الوصف
Absract: The importance of classifying sciences and knowledge for Muslim philosophers and scientists is apparent in several ways. The first is that the question of classification was not for them an arbitrary matter, but rather was subject to scientific criteria through which they establish these sciences and determine their ranks, such as the criterion of need and benefit, the criterion of reliability, or the criterion of nobility. The second way through which the importance of classifying the sciences appears is that this classification mirrored the extent to which these philosophers in Islamic contexts practiced the sciences that they inherited from the Greeks and others.

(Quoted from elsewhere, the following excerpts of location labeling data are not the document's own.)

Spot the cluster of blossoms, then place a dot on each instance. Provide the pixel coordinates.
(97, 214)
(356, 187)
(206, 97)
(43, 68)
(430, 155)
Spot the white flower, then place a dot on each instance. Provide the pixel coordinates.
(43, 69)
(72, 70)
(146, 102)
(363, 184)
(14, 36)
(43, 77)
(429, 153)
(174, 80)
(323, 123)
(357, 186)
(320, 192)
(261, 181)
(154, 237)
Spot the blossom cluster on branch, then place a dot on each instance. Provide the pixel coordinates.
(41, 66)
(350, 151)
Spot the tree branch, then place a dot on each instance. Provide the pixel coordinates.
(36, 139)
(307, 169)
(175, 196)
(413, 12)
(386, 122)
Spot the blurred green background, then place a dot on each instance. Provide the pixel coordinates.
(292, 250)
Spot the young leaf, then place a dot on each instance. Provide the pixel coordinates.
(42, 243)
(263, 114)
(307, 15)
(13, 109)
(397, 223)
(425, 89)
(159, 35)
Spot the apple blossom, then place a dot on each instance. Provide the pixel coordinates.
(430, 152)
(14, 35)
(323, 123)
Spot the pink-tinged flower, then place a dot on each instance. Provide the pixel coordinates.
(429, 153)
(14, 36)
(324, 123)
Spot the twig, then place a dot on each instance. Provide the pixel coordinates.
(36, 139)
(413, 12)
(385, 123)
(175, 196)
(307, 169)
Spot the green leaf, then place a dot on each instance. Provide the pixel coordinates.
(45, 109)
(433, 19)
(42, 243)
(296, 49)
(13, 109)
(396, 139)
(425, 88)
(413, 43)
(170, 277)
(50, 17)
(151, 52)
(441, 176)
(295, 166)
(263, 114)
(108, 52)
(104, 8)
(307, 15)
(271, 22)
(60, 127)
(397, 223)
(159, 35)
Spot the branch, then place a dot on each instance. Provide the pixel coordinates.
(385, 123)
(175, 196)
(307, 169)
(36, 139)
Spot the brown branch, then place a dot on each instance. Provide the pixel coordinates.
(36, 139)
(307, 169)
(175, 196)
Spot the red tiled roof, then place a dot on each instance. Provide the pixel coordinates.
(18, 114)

As for the third and most interesting way, it is that the classification of sciences was a self-training to which the philosopher is subjected through a specific educational and cognitive path, which can increase or decrease, as he passes from one science to another. Although the Andalusian philosopher Ibn Bājja (d. 1138) did not provide us with any work dedicated to dealing with the question of the classification of knowledge, he nevertheless traced an epistemological path that can be considered a model of self-training, through his classification and arrangement of sciences on the one hand, and through the impact of this classification on his philosophical writings on the other. The importance of examining the question of the classification of sciences according to Ibn Bājja appears insofar as it reveals to us his conceptions of the body of knowledge and sciences known in his time and of the nature of the relations that link these sciences and knowledge. This is what this article shows, guided by these three questions: To what extent is Ibn Bājja’s model separated from the models of the classifying sciences known in his time? What is the value that Ibn Bājja gave to the question of classification of sciences in his logical and theoritical works? And what are the implications of this classification on Ibn Bājja’s philosophy itself?
Keywords: Principles, quaesitum, concept and assent, theoretical sciences, mathematical sciences, nobility of the subject matter, standard of reliability, Ibn Bājja’s Commentary on Aristotele’s de Animalibus.